Instead I have to use this monstrosity:

    :::python
    thumb_url = "http://farm%s.static.flickr.com/%s/%s_%s_s.jpg" % (
        photo.get('farm'), photo.get('server'), photo.get('id'),
        photo.get('secret'),
    )

I wish there were a better Python Flickr API out there but there doesn't seem to be one.  If I've missed it please let me know!

[Diesel]: http://dieselweb.org/
[Python]: http://python.org/
[Flickr]: http://flickr.com/
[flickrapi]: http://stuvel.eu/projects/flickrapi

### Storing Updates

We need a fast way to store and retrieve updates so AFA can provide a real time view of the conversation happening at AEA.  With this in mind I've chosen [Redis][] to store the updates of the currently-happening event.
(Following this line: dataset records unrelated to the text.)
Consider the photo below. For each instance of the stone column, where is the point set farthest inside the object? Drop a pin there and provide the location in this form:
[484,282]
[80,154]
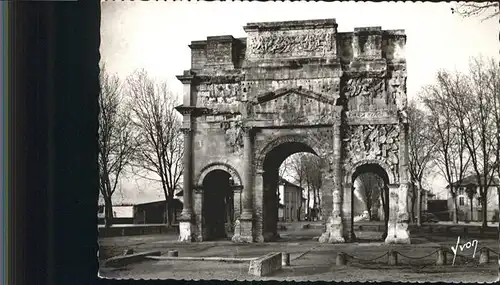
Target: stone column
[237,202]
[398,197]
[258,206]
[244,226]
[334,229]
[186,221]
[198,234]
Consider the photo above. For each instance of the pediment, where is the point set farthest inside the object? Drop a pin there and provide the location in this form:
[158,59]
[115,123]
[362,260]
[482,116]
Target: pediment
[294,106]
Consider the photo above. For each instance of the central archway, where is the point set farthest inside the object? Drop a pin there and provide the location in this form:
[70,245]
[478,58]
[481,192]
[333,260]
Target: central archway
[218,205]
[271,162]
[360,205]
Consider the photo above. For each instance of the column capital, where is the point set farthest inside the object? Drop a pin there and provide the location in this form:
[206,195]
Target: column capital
[187,77]
[192,110]
[237,188]
[187,131]
[247,130]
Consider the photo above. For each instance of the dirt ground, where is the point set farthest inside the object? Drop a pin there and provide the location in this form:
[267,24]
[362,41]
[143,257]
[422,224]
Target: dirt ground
[310,260]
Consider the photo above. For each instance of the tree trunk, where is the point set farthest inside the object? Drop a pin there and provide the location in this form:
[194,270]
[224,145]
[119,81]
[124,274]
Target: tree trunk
[108,212]
[170,210]
[484,199]
[308,203]
[413,218]
[471,209]
[455,206]
[419,204]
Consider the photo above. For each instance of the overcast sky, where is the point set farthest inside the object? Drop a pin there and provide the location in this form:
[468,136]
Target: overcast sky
[155,35]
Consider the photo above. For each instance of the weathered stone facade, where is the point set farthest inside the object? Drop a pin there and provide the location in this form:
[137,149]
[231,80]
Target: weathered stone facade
[290,87]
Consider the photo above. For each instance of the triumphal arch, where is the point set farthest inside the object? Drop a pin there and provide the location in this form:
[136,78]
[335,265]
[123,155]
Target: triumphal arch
[297,86]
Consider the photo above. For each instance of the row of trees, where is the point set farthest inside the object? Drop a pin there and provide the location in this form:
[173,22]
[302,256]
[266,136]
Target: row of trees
[304,169]
[139,132]
[455,129]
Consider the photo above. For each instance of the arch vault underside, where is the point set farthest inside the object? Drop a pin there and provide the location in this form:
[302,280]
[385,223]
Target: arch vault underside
[290,87]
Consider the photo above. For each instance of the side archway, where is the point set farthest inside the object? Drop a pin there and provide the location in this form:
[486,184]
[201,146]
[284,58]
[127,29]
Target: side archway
[379,165]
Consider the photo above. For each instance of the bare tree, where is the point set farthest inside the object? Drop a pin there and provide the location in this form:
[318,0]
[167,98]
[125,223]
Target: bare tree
[115,140]
[478,126]
[160,149]
[371,184]
[485,10]
[421,150]
[451,156]
[311,169]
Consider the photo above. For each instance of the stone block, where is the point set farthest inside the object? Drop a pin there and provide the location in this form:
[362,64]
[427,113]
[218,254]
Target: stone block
[123,260]
[266,264]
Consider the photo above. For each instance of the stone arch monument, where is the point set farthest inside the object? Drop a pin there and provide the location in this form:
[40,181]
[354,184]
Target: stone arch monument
[290,87]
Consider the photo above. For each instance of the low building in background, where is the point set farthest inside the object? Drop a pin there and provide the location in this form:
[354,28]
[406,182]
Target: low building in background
[122,214]
[155,212]
[466,212]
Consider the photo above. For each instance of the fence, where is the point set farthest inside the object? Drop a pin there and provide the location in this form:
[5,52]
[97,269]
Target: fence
[484,257]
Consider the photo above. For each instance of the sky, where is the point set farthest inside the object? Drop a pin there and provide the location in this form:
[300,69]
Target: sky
[155,36]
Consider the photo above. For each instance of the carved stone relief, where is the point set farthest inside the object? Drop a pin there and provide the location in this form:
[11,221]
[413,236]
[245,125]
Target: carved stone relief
[397,89]
[286,44]
[233,135]
[213,94]
[374,142]
[363,92]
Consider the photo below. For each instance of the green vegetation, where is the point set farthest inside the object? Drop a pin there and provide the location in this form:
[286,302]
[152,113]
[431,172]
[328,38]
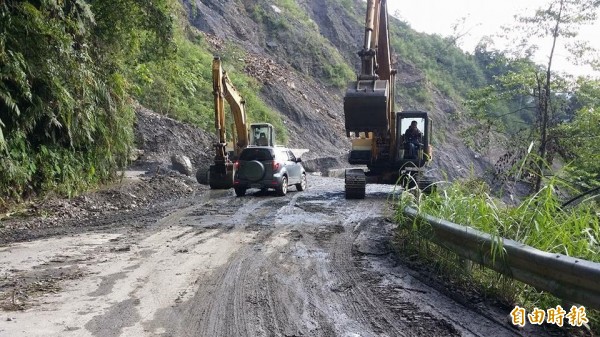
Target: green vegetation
[70,73]
[442,64]
[539,221]
[65,119]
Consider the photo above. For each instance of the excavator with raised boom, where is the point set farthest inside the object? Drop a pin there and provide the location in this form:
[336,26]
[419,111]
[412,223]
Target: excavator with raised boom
[377,131]
[221,172]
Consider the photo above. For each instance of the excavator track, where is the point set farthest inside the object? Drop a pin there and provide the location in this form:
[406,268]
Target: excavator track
[355,184]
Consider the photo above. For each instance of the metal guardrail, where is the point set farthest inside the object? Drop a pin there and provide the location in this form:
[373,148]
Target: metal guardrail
[568,278]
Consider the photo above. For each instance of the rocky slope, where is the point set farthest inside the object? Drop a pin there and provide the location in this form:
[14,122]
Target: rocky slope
[293,85]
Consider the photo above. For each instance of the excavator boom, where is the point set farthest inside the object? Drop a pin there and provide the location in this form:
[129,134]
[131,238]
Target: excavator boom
[220,174]
[369,111]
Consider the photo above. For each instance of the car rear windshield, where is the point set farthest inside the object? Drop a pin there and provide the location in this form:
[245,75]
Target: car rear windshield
[256,154]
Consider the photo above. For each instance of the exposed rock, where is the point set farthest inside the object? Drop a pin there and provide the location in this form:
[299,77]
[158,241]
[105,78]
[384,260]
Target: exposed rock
[182,164]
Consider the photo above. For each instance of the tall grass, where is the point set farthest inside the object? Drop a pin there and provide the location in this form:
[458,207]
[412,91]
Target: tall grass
[539,221]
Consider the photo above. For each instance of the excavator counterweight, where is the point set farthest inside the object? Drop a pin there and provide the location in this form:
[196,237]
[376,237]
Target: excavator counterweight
[377,130]
[221,173]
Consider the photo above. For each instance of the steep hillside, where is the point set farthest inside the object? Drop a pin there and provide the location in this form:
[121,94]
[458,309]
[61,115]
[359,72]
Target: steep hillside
[302,42]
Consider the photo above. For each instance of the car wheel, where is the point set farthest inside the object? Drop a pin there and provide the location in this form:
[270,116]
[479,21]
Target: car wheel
[240,191]
[302,185]
[282,190]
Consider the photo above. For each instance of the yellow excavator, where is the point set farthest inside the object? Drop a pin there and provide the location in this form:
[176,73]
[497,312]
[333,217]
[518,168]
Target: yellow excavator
[220,174]
[379,140]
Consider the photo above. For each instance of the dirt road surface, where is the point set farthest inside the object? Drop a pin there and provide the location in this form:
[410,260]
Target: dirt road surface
[308,264]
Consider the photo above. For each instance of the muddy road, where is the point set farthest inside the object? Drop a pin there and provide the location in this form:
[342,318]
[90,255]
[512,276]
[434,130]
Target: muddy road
[307,264]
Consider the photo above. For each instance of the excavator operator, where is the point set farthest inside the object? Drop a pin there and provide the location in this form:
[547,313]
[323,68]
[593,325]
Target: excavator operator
[412,140]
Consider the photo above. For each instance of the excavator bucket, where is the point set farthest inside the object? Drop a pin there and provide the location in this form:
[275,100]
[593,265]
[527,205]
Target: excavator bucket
[220,177]
[366,106]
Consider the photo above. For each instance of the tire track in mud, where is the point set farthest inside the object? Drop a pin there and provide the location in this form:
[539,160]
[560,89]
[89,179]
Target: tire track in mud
[308,264]
[292,279]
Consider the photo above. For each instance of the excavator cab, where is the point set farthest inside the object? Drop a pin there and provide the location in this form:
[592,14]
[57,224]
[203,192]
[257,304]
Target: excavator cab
[413,129]
[262,134]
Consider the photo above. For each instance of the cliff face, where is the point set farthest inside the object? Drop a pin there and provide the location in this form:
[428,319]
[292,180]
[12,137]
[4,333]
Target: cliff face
[290,50]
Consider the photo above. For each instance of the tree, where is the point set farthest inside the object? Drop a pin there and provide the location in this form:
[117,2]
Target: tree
[558,22]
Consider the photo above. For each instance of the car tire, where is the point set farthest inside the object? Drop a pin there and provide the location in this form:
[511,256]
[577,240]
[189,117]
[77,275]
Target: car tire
[282,190]
[302,185]
[240,191]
Redis is an easy-to-set-up, disgustingly-fast, in-memory data store.  It's similar to [memcached][] but has more intelligent data structures that make my life easier for this project.

As updates (tweets and flickr photos) are scraped by The Nozzletron and The Flickrtron they're placed at the tail end of a Redis list.  That means I can quickly and easily get all the items since item `N` when a user's browser requests them with a single `LRANGE {list-key} N -1` call.

I'm also keeping a few other pieces of information in Redis.  For example, there's a set of photo IDs held in the `{item-key}:flickrtron:grabbed_photos` key that keeps track of all of the photos we've already seen.

This makes it easy to tell if we've already seen a photo (and therefore don't need to query Flickr for more information) -- it's a simple `SISMEMBER {item-key}:flickrtron:grabbed_photos {photo-id}` call.

I'm also using Redis to store statistics about the site like:

* How many tweets we've scraped.
* How many photos we've scraped.
* How many people are currently waiting for updates.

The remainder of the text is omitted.